何が言いたいか?デフレ化でのインフレターゲットはこの様な出口のない短絡的で幼稚な政策なので必ず立ち行かなくり、最終的には袋小路に追い込まれて経済は破綻する。

個人的に好きではないが元大蔵省で元民主党議員の
藤井裕久氏も先週のプライムニュースで全く同じことを言っていたが、それに関しては全く異論はない。

兎に角、経済音痴の政治家は勿論だが、国民もマクロミクロを問わず経済金融に余りにも無頓着で知識が浅薄な状況ではマスコミのミスリードに簡単に乗っかってしまい既に根拠なき自民党の大風呂敷政策に期待してしまっている。
大衆心理だけに動かされる国民性は致命的で国家破綻など夢にも思っていないだろうが、少なくてもOne decadeの間に日本は一度破綻する。

さて、前置きが長くなってしまいましたがこのところのユーロの上昇は実体に即しているのか?

                                             答えは「NO」である


現状のユーロ圏は当面のユーロ危機を凌ぐためにギリシャやスペインの破綻を防ぐべく、ECBが際限なく融資して国債を買い入れている。
これは、アベノミクスと同様に財政に関する問題の先送りだけで、紙幣を刷り続けるだけなので途方もない借金を抱える事になる。
それでは、どうしてユーロ高なのか?円に対してだけでなくドルに対しても1.3500前後とクロスで上昇。

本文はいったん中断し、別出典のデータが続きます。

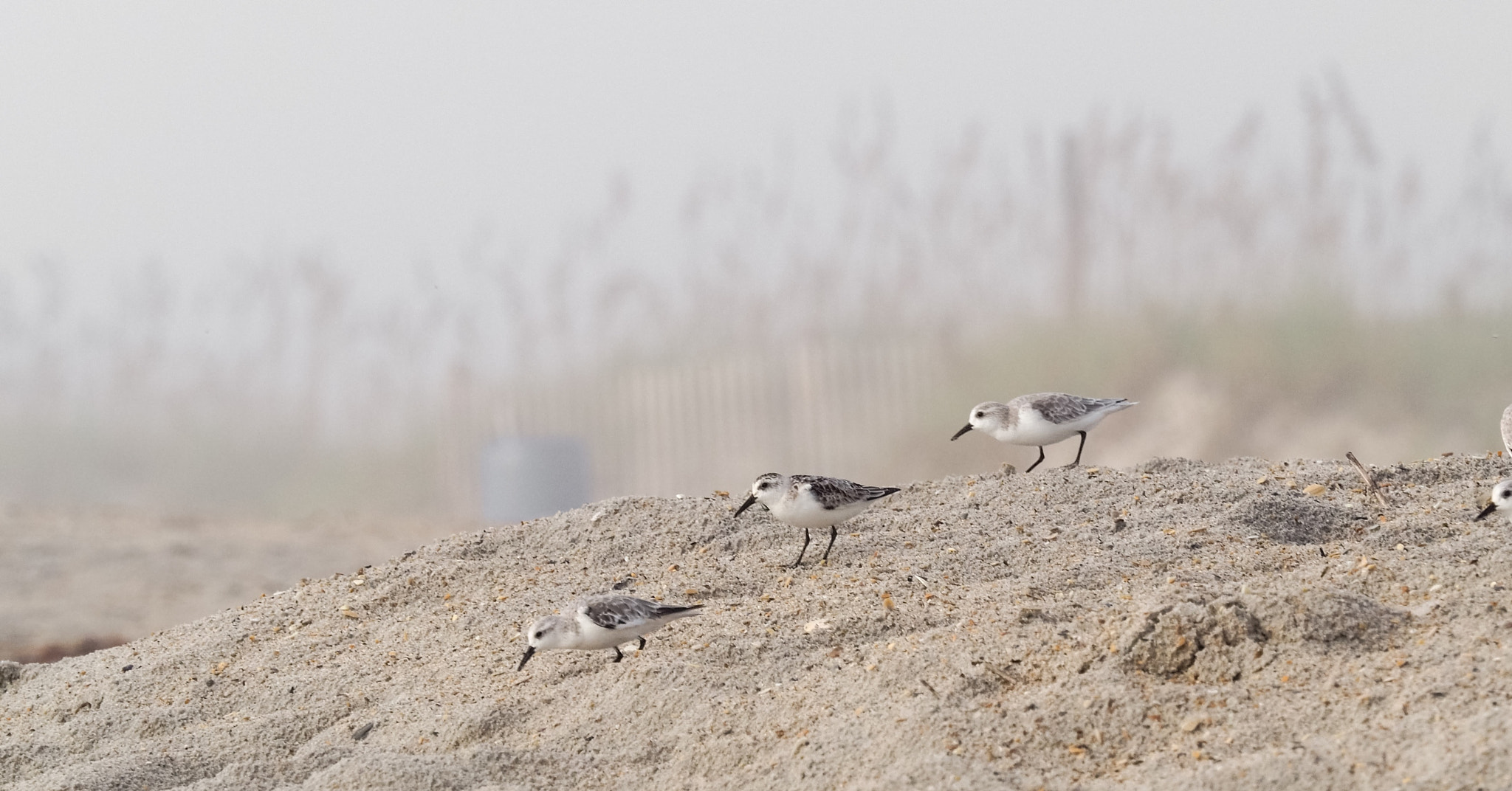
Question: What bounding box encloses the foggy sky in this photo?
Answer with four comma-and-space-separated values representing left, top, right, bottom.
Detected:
0, 1, 1512, 281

本当のところは、欧米の戦略的なものがあり欧米の為替安定を目論んだ為替操作の色合いが強い。
詰まり、日本などは眼中になく対中戦略として欧米が協調して経済圏を保持するという思惑が今回のユーロ高を齎している。
EU圏は非常に厳しい状況であるが、最終的にはギリシャを捨て、スペインの独立を容認するであろう。
問題はイタリアだが、経済規模が大きいのでこれに関してはイタリア国債が暴落しない様に独仏も強調して救済する筈だ。

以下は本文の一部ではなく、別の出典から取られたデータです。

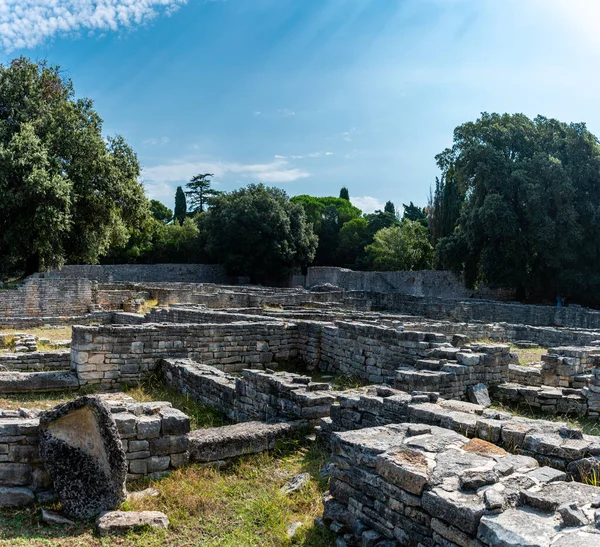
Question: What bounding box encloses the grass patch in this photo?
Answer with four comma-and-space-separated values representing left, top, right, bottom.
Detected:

以上の様に、欧米は世界戦略、マクロ戦略で経済に取り組んでいるが、日本は相も変わらず井の中の蛙的な戦略しか持たないのであるから、本来ならグローバリゼーションの中で浦島太郎になっている事に気づかなければならないが、その様な危機感を持っている政治家は皆無に等しいだろう…これに関しては自民党も然りだ。

兎にも角にもアベノミクスに浮かれている経済連や経済同友会の面々の意見を聞いていると虚しさだけが残る。
また、証券業界の飼い犬である証券アナリストは日経平均は12000円を抜けて13000円も現実的だと横並びのコメントをマスコミを通して流しているが、露店の占い師のレベルで株式市場に精通している一部の賢い投資家は誰も相手にしていない。

「貯蓄から投資へ」のスローガンの基に金融資産の大半を消失してしまった個人投資家は戻ってこないし、元手が少ない新規参入者も今回のバブルが弾けてなけなしの資金を失うのは想像に難くない。
500万の資金を1億にする確率は宝くじに当たるより低く、数ヶ月で全ての資金を失うのが落ちである。